Player with only one hand gets preferred walk-on offer from UF
Published: Friday, August 16, 2013 at 9:15 p.m.
Last Modified: Friday, August 16, 2013 at 9:15 p.m.
On the basketball court, Zach Hodskins said he doesn't think of himself as different from any player he faces.
"It just feels like home out there," Hodskins said. "I love the game. It just makes me dedicated to try to work that much harder in the gym to get better each time that I play."
Years of toil and sweat were rewarded when Hodskins, 17, was offered a preferred walk-on spot to play at Florida. But that's not the best part of the story. Hodskins was born with his left arm rounded off at the elbow, rising to the level of a Division I prospect while playing without a left hand.
Going into his senior year at Milton High in Alpharetta, Ga., Hodskins said he has yet to receive any full scholarship offers. As a preferred walk-on, Hodskins would make the 2014-15 Gator roster without having to try out.
"Florida is the main choice right now, for sure," Hodskins said.
An online video at ScoutsFocus.com shows why UF offered Hodskins a preferred walk-on spot. It showcased the 6-foot-2 guard's various skills, which included behind-the-back passes, driving baskets in the lane and deep-shooting range with pretty rotation on his shot.
"There's really not much I can't do that anyone else on the court can do," Hodskins said.
Hodskins admitted that opponents who see him for the first time often underestimate him. He uses it to his advantage.
"If they've never seen me before, they'll take a few steps back," Hodskins said. "Once I start hitting a few shots, though, then they know that they have to guard me straight up."
Hodskins averaged a shade more than eight points per game last season at Milton High. His coach last season, Van Keys, described Hodskins as a "gym rat."
"He's certainly adapted to where he can do the same things anyone else can do on the court, if not better," Keys said. "He's a tough, hard-nosed kid. A deep shooter. One game, he hit seven 3-pointers in a row for us.

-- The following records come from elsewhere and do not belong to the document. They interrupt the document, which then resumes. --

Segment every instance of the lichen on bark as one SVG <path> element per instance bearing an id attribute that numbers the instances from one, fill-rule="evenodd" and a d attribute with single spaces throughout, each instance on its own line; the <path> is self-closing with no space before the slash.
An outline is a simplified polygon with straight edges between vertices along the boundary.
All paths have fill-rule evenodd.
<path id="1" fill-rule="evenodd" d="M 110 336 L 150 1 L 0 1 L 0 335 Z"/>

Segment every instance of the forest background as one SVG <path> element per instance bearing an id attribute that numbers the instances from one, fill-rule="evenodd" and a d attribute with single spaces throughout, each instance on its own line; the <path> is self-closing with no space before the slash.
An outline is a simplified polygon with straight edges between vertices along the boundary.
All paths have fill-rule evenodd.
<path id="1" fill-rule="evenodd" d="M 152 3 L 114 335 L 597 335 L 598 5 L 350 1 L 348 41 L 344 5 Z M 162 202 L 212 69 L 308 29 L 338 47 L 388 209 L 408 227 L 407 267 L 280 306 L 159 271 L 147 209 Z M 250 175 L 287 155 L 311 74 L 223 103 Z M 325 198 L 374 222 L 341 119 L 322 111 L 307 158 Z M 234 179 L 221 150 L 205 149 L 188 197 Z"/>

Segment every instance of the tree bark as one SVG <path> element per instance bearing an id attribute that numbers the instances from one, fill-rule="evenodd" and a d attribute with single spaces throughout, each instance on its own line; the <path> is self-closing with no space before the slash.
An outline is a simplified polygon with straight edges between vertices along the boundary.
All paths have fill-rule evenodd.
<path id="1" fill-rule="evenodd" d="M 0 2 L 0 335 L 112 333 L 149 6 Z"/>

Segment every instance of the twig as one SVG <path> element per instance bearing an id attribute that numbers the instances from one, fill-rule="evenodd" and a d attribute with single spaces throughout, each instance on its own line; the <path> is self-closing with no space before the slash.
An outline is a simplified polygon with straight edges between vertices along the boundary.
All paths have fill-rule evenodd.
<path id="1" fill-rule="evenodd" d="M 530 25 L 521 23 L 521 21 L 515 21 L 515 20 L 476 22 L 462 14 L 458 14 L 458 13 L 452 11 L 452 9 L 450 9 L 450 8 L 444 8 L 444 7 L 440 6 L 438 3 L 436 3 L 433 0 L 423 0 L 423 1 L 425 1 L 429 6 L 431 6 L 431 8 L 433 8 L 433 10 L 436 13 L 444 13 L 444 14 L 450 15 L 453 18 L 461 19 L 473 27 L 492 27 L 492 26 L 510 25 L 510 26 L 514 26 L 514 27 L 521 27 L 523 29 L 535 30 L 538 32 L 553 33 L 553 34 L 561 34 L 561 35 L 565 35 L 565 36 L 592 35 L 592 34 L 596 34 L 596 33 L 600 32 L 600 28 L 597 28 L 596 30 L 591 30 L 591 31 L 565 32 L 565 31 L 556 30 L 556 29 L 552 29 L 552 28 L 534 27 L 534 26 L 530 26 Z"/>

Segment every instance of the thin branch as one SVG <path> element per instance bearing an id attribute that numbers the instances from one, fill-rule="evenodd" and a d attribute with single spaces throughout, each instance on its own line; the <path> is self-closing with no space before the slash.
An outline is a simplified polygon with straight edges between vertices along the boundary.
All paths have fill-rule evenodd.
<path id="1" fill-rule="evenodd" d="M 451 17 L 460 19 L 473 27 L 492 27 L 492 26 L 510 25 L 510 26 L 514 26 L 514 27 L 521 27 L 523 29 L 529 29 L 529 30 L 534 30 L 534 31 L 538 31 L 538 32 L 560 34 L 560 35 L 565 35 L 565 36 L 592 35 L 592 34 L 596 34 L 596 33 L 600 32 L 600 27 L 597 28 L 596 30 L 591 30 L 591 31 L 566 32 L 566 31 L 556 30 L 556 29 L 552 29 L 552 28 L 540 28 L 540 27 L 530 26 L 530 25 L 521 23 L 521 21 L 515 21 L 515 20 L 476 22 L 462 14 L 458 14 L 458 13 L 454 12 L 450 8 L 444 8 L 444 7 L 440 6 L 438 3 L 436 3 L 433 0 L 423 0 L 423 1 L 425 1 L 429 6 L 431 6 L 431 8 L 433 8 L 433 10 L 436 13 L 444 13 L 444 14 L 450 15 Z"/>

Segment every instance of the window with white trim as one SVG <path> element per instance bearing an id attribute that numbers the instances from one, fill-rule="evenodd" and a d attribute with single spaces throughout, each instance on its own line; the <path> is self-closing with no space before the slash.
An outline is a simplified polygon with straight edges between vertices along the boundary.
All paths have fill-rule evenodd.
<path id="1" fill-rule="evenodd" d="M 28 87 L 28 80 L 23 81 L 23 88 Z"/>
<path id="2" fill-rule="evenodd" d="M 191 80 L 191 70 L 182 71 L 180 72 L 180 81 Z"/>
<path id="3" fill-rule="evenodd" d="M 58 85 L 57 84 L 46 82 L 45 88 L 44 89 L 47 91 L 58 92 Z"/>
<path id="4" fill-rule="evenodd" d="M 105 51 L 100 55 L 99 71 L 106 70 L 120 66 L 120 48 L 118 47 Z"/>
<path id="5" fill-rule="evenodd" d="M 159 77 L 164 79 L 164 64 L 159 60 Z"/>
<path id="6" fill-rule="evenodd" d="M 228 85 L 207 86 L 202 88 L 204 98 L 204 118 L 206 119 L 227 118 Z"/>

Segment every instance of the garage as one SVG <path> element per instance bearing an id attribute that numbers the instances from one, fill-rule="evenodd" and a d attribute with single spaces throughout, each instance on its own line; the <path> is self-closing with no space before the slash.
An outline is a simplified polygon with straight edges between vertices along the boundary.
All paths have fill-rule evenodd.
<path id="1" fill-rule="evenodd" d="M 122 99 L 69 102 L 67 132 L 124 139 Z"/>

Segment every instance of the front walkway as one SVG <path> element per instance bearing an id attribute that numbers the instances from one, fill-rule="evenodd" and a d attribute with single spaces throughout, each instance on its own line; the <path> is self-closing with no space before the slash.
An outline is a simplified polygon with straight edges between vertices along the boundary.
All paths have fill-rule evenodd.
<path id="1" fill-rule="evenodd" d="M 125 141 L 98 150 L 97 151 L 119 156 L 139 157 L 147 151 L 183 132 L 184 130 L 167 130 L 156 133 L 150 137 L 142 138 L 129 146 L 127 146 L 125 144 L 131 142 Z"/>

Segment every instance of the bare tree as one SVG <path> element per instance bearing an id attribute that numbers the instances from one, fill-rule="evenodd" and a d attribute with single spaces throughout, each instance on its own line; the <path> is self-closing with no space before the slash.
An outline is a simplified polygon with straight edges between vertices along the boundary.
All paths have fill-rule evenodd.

"He loves the game and he works to improve himself," Keys continued. "Never once has he asked to be treated any differently than anyone else in practice. He wants to earn everything he gets."
Hodskins said he knew this summer would be critical to his chances of landing a spot on a college team. Playing for the AAU's Tennessee Playmakers, Hodskins caught the attention of Florida assistant coach John Pelphrey in a matchup against Florida 2014 commitment Brandone Francis.
"I was able to score a couple of baskets over him." Hodskins said. "Then, I noticed coach Pelphrey in the stands again when we played Florida Elite and I was fortunate to have another good game against them."
That's when Pelphrey offered Hodskins the preferred walk-on spot. NCAA rules prohibit coaches from talking about incoming recruits until signing day.
"It's a dream come true," Hodskins said of the Florida offer. "Growing up in SEC country, I've always followed them."
Hodskins said his favorite Gator player growing up was Chandler Parsons and he recalled meeting him after Florida's SEC title-clinching win at Vanderbilt at the end of the 2011 season.
"I was probably the only fan in the building that went to the Florida side," Hodskins said. "I told him it was my dream to be a Division I player someday. He told me ‘It will happen, keep grinding.' "
If Hodskins ends up playing at Florida, he wouldn't be the first player with one hand to play Division I basketball. According to the website collegebasketballtalk.com, Kevin Laue, a 6-foot-10 center who also is without his left arm below the elbow, played three seasons at Manhattan through 2011-12.
Hodskins said he will continue to work hard to prepare for his goal of becoming a Division I basketball player.
"I just like to spend five, six hours a day, shooting baskets or playing pickup," Hodskins said. "I don't want to shortchange myself."